Science Supports my Position

A study was conducted in 2011 where researchers compared how trust was developed via telephone, video conferencing, and face-to-face interactions. They discovered, unsurprisingly, that trust was built much faster via in-person communication as compared to the other two forms.

Face-to-face > video conferencing > telephone

The reason face-to-face was better at building trust had to do with the information we get by communicating in-person. Specifically, researchers tied trust to eye contact and other body language. Video conferencing does not allow for eye contact, which can reduce participants’ trust levels significantly.
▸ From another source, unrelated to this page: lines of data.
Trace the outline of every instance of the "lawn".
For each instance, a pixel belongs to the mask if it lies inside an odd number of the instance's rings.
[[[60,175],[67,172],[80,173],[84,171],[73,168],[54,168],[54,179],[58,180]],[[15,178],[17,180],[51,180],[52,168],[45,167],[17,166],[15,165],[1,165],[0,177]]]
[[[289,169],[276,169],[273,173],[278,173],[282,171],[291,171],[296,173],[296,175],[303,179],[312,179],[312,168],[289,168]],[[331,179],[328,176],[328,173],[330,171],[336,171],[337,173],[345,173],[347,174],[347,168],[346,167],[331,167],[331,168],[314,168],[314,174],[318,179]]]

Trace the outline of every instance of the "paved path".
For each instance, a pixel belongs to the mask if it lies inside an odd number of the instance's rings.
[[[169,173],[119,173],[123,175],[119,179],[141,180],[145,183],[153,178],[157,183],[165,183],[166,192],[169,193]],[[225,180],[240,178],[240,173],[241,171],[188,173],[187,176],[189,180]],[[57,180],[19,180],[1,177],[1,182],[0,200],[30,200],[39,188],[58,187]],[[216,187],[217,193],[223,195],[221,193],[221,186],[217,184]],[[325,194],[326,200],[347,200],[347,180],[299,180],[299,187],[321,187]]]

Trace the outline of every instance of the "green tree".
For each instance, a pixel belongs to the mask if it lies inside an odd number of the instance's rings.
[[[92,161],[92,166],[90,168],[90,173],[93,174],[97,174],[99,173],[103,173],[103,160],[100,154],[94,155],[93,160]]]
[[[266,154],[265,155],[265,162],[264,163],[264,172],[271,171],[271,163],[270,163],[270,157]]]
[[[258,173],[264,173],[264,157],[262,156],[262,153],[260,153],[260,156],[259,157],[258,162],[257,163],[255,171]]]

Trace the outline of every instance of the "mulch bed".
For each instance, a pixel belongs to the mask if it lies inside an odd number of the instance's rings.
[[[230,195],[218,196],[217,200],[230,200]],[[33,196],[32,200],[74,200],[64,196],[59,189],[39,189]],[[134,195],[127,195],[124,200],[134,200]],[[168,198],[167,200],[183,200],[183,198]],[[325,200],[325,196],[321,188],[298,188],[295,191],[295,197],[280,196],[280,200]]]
However, that’s not the end of the story. The researchers found that groups communicating via video conferencing could reach the same levels of cooperation as the face-to-face groups, but that it took several more rounds of the experiment to accomplish. They found that deception was high in early meetings, not because of a lack of desire to cooperate, but due to a lack of knowledge of the other participants’ intentions. We read intentions via physical clues like mutual gaze and posture, which can’t be experienced over a conferencing platform. (“Video Conferencing and Trust”, VSee; “Being There versus Seeing There: Trust via Video”, University of Michigan)
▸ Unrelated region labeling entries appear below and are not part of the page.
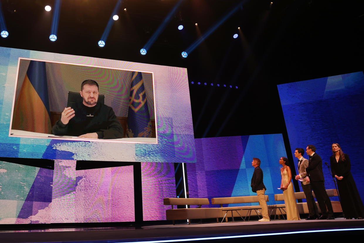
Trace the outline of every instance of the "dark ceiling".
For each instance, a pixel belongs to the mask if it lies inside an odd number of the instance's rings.
[[[54,1],[1,0],[9,34],[0,46],[186,67],[194,81],[195,138],[284,133],[277,84],[364,70],[364,1],[273,1],[183,0],[142,56],[139,50],[178,0],[124,0],[103,48],[97,43],[116,0],[63,0],[54,43],[48,39],[54,8],[44,10]],[[182,59],[181,52],[210,30]],[[300,109],[307,107],[298,114]]]

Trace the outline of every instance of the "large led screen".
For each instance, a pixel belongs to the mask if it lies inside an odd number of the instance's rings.
[[[132,166],[76,167],[74,160],[55,160],[54,170],[0,161],[0,224],[135,221]]]
[[[253,157],[261,161],[263,182],[267,188],[268,205],[281,203],[274,200],[281,177],[279,162],[287,157],[282,134],[237,136],[196,139],[197,162],[186,166],[190,197],[208,198],[256,196],[250,187]],[[292,162],[293,161],[290,161]],[[258,205],[258,203],[241,206]],[[230,206],[236,206],[238,204]],[[224,205],[227,206],[227,205]],[[219,207],[219,205],[204,205]]]
[[[0,157],[195,162],[186,68],[4,47],[0,55]]]
[[[280,85],[278,88],[292,150],[314,145],[323,160],[325,186],[331,189],[335,185],[324,163],[330,164],[331,145],[340,144],[350,158],[351,172],[364,201],[364,164],[359,152],[364,144],[363,72]],[[308,156],[305,153],[304,157]]]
Zoom Trials are a Bad Idea

Convincing people to do anything requires trust. As attorneys, we develop trust with a judge or a jury over specific amounts of time that have been established over hundreds of years. I might see a judge a couple of times a week on various cases so I can develop trust with him or her over time. But juries are different. Our relationship is heavily regulated by the court. My concern is that the above studies show that we will need more time to build trust with a jury via video conferencing than we would have in-person. However, I doubt that any changes will be made to courtroom procedure to take this lack of trust from the jury into consideration.

That, coupled with the fatigue that naturally occurs via video conferencing, will make jury trials extremely challenging. There is doubt that our world will adapt to our changing times, especially as more research is done into the use of video conferencing software. But until then, I don’t want my clients to be the test cases for this new form of lawyering.

Personally, I am recommending to all of my clients that we don’t conduct any trials via Zoom until we understand how to better argue our cases via this new medium.